La mossa del cavallo, atto secondo

Il movimento riformista scuote, da dentro e da fuori, i partiti e fa ben sperare nel rinnovamento della politica italiana

di Lorenzo Lo Basso - 10 giugno 2005

Eppur si muove. Il motore immobile della nostra odiata-amata politica di palazzo ha dato un sussulto. La mossa di Francesco Rutelli – scissione dall’Ulivo e creazione di una lista separata per le prossime politiche nel proporzionale – della scorsa settimana ha dato una decisa svolta al palinsesto politico, ingessato fin dai tempi del cappotto delle regionali. Dopo le ultime elezioni amministrative si pensava infatti che la minuta speranza riformista fosse stata sepolta viva dallo straripamento di voti della sinistra e dalla conseguente ed automatica legittimazione di Prodi. Fortunatamente i timori di immobilismo non si sono materializzati, e adesso si intravedono ulteriori smarcamenti e distinguo che difficilmente lasceranno l’orizzonte politico immutato. Mentre invece feriti e acciaccati non dovrebbero mancare.

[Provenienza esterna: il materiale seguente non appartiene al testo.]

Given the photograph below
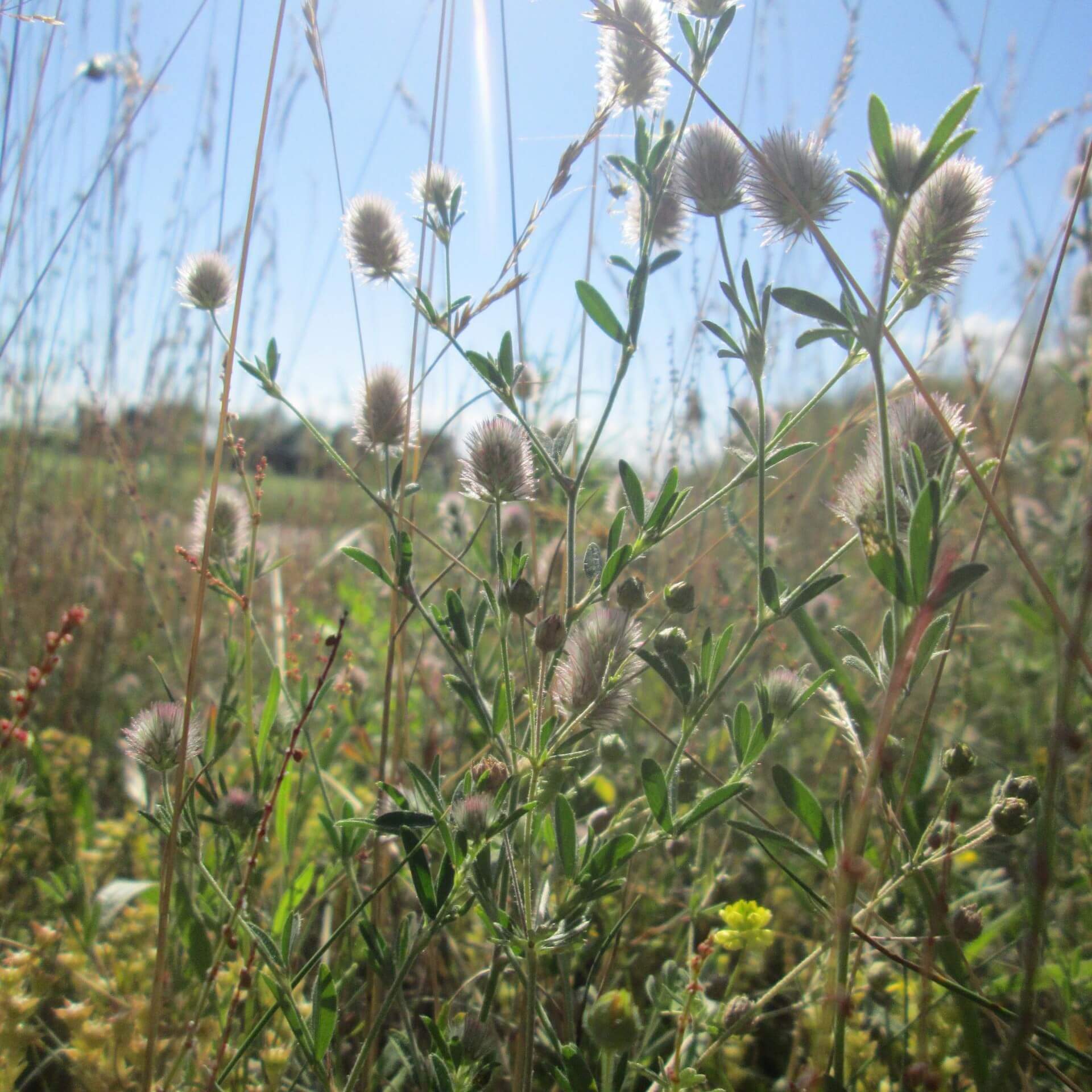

Così se da una parte Rutelli getta ponti sull’ipotesi di un centro autonomo dai due leader Prodi e Berlusconi – fin troppo simili ultimamente nelle dichiarazioni e nelle proposte – dall’altra Tabacci li raccoglie. Follini dal canto suo non perde tempo per puntare i piedi sul partito unitario del centrodestra, e coglie una duplice occasione. Ovvero evitare che il proprio partito scompaia in un nebuloso “partito unico del centro-destra” e blindare la propria leadership, che appariva traballante. Il segretario dell’Unione dei Democratici Cristiani e Democratici di Centro, non dimenticando che il suo ingresso nel Governo fu imposto con la minaccia di un congresso destituente, non ha esitato a reagire prendendo posizioni distinte e re-inventando la linea del partito. Tutto questo mentre sia il Professore che Berlusconi si sentono il terreno franare sotto i piedi, e, nel tentativo di arginare la frana, non fanno che velocizzare il terremoto. I rispettivi inviti all’unità sono fuori tempo massimo, voci sommerse dal fragore generale, le proposte federative appaiono già vecchie, perché la proposta di uno assomiglia drammaticamente a quella dell’altro.

La decisione di Rutelli quindi, seppur ampiamente sbeffeggiata – anche come “mossa della cicoria” – in realtà ha dato un impulso forte alla politica, e si sta propagando, come un vitale elettroshock, in un corpo che pareva sclerotizzato.

E mentre i partiti fanno finalmente i conti con le proprie contraddizioni, ritrovandosi a corto di idee, bisogna auspicarsi che i movimenti continuino. Lasciando però indietro gli incapaci di cambiare, facendo invece emergere coloro ancora in grado di fare politica. Capaci di fare delle scelte innovatrici – in ogni senso – e di difenderle.